Now, let’s look at New Jersey:

Childcare_by_SexandYear_M_NJ <- data_ready %>%
  filter(Sex_cat=="Male") %>%
  filter(State!=6 & State!=44)%>%
  mutate(treatment = ifelse(State==34, 1, 0))%>%
  group_by(Year, treatment ) %>%
summarize(mean_Childcare = mean(Childcare, na.rm = TRUE))

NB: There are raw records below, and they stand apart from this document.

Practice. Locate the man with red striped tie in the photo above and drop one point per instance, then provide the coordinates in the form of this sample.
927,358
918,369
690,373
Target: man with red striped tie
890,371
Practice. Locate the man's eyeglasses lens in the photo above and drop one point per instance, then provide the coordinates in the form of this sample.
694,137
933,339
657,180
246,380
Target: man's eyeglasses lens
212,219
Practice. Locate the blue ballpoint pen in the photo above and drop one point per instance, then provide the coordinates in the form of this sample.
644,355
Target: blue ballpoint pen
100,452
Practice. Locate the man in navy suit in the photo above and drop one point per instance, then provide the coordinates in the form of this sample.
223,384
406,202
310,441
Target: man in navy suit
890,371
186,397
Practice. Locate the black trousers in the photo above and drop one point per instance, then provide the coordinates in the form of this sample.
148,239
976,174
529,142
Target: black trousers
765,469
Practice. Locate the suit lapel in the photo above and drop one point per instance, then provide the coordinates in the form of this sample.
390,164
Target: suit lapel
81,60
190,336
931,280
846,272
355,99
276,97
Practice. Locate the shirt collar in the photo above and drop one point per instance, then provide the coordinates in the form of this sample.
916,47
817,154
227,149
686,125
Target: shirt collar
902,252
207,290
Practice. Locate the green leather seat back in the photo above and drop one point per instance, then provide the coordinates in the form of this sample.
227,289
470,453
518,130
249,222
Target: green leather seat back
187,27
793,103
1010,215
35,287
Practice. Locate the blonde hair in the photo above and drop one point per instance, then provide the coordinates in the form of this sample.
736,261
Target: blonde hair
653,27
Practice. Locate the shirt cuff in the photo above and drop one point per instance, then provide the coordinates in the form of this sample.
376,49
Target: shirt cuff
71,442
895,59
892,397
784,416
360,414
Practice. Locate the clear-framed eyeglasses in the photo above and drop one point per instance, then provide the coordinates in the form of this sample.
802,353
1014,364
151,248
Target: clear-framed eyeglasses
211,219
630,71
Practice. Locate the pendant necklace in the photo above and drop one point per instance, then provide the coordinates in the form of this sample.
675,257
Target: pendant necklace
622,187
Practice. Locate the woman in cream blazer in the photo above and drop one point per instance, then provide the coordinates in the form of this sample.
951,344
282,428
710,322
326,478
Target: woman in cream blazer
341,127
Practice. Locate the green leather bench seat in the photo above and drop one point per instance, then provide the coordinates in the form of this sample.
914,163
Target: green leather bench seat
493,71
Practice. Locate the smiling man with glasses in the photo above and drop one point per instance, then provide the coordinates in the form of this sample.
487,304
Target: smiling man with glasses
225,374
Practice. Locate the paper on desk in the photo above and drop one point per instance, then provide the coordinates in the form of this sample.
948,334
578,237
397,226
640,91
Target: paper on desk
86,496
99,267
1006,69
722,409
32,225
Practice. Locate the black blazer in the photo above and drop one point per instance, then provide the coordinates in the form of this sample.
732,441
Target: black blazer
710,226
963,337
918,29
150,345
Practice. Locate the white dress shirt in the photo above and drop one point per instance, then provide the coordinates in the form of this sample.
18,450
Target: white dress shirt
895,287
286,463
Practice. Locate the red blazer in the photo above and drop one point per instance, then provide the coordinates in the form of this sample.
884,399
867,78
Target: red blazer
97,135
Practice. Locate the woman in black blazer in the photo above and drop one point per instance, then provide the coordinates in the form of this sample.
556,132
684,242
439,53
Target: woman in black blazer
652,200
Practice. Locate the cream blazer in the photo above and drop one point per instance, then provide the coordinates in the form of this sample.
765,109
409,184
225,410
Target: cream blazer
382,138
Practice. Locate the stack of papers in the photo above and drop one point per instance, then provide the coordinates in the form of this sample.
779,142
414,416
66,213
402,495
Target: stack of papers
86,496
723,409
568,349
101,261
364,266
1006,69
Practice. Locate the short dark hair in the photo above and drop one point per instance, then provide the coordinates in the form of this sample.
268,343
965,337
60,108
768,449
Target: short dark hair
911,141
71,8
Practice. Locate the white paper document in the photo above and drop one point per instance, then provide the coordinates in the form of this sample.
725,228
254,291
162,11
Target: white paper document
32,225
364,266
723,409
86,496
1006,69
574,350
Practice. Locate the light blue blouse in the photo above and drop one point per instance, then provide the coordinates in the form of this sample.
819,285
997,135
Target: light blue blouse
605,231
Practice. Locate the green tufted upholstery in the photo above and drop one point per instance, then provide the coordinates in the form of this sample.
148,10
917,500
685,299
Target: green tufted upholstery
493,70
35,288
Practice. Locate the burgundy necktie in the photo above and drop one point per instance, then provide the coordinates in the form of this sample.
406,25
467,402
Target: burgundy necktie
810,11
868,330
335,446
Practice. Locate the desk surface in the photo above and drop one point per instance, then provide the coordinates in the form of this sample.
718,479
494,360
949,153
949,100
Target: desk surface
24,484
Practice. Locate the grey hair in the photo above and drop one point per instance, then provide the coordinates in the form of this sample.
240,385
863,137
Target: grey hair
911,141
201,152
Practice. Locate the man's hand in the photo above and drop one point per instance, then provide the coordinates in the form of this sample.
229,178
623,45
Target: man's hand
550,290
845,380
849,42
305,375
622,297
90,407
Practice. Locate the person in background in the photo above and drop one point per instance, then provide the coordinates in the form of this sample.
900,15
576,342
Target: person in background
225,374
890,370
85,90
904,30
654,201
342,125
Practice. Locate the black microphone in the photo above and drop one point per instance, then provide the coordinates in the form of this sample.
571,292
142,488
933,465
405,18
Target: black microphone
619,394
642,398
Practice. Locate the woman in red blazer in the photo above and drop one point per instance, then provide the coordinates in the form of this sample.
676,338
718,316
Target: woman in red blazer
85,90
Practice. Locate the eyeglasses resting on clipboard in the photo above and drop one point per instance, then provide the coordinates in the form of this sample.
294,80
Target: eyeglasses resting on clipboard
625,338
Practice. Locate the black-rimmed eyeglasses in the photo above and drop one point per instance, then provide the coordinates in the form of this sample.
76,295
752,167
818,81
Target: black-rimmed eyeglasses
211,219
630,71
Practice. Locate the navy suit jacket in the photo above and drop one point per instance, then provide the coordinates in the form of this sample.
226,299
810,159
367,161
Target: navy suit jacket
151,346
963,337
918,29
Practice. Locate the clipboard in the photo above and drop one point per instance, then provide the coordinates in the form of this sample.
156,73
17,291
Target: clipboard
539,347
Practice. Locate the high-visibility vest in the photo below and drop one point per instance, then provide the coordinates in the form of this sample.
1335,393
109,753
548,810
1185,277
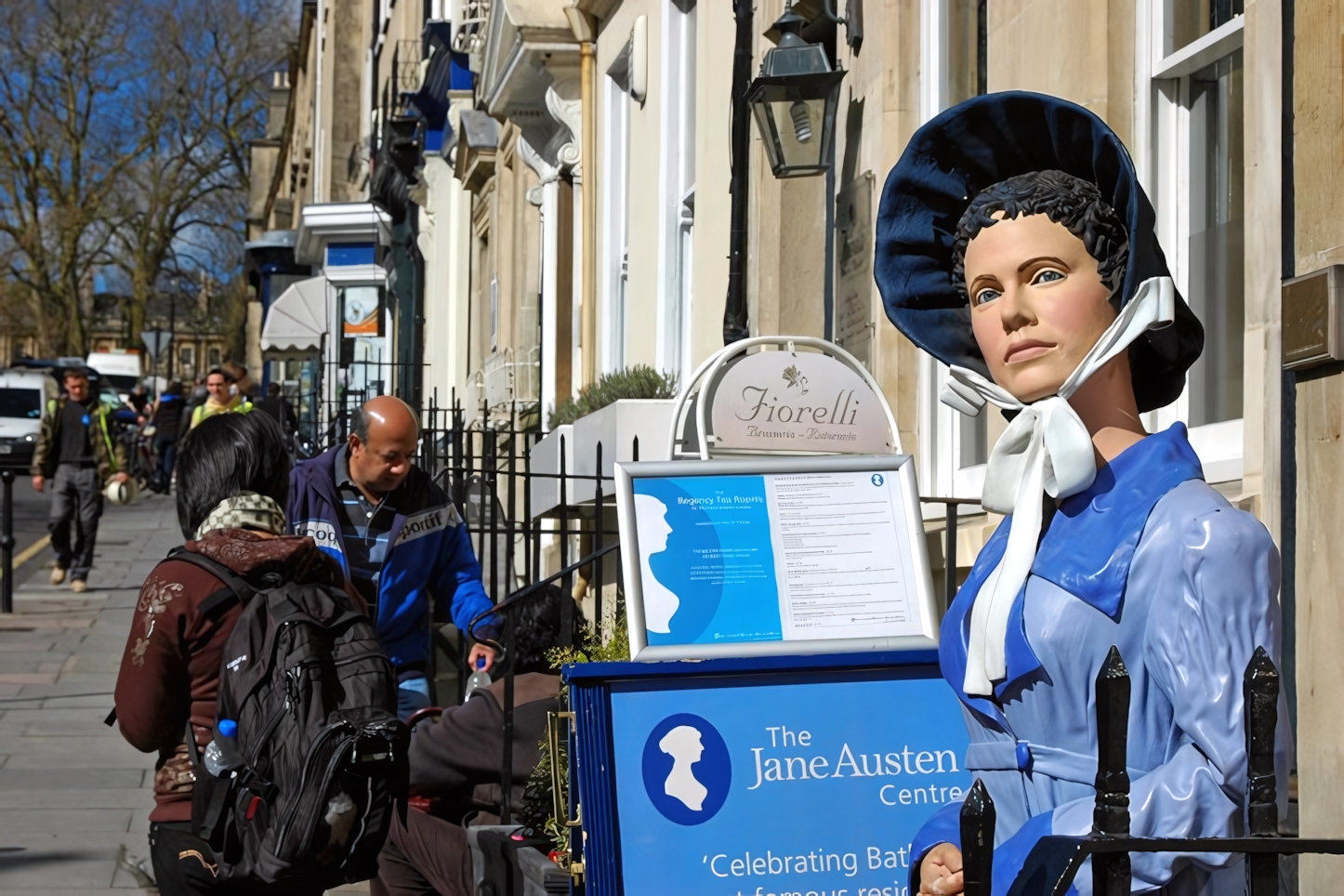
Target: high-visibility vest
101,413
208,410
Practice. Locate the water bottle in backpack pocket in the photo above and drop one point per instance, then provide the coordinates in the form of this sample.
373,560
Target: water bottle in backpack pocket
316,760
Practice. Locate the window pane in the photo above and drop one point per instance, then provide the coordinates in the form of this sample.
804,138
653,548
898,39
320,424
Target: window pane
975,438
1217,239
965,50
1192,19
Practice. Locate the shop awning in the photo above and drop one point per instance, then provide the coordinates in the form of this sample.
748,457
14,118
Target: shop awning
297,320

ggplot(Childcare_by_SexandYear_M_NJ, aes(x = Year, y = mean_Childcare, color = as.factor(treatment), group = treatment, fill = as.factor(treatment))) +
  geom_line() +
  geom_vline(xintercept = 2009, linetype = "dashed", color = "black") +
labs(x = "Year", y = "Mean Childcare by Men", color = "Treatment", fill = "Treatment", caption ="New Jersey compared to other states") +
  theme_classic()

Childcare_by_SexandYear_F_NJ <- data_ready %>%
  filter(Sex_cat=="Female") %>%
  filter(State!=6 & State!=44)%>%
  mutate(treatment = ifelse(State==34, 1, 0))%>%
  group_by(Year, treatment ) %>%
summarize(mean_Childcare = mean(Childcare, na.rm = TRUE))



ggplot(Childcare_by_SexandYear_F_NJ, aes(x = Year, y = mean_Childcare, color = as.factor(treatment), group = treatment, fill = as.factor(treatment))) +
  geom_line() +
  geom_vline(xintercept = 2009, linetype = "dashed", color = "black") +
labs(x = "Year", y = "Mean Childcare by Women", color = "Treatment", fill = "Treatment", caption ="New Jersey compared to other states") +
  theme_classic()

Let us combine the two:

# Combine plots
plot3 <- ggplot(Childcare_by_SexandYear_M_NJ, aes(x = Year, y = mean_Childcare, color = as.factor(treatment), group = treatment, fill = as.factor(treatment))) +
  geom_line() +
  geom_vline(xintercept = 2009, linetype = "dashed", color = "black") +
  labs(x = "Year", y = "Avg Childcare by Men:NJ", color = "Treatment", fill = "Treatment") +
  theme_classic()

plot4 <- ggplot(Childcare_by_SexandYear_F_NJ, aes(x = Year, y = mean_Childcare, color = as.factor(treatment), group = treatment, fill = as.factor(treatment))) +
  geom_line() +
  geom_vline(xintercept = 2009, linetype = "dashed", color = "black") +
  labs(x = "Year", y = "Avg Childcare by Women:NJ", color = "Treatment", fill = "Treatment") +
  theme_classic()

grid.arrange(plot3, plot4)

We can see that childcare performed by both men and women increase initially, but then eventually decline. This could potentially be due to other factors, including increases in paid employment. But exploring this is beyond the scope of this assignment.

Given that we do not observe exactly parallel trends, I think synthetic control would be a better option, and would be the next task.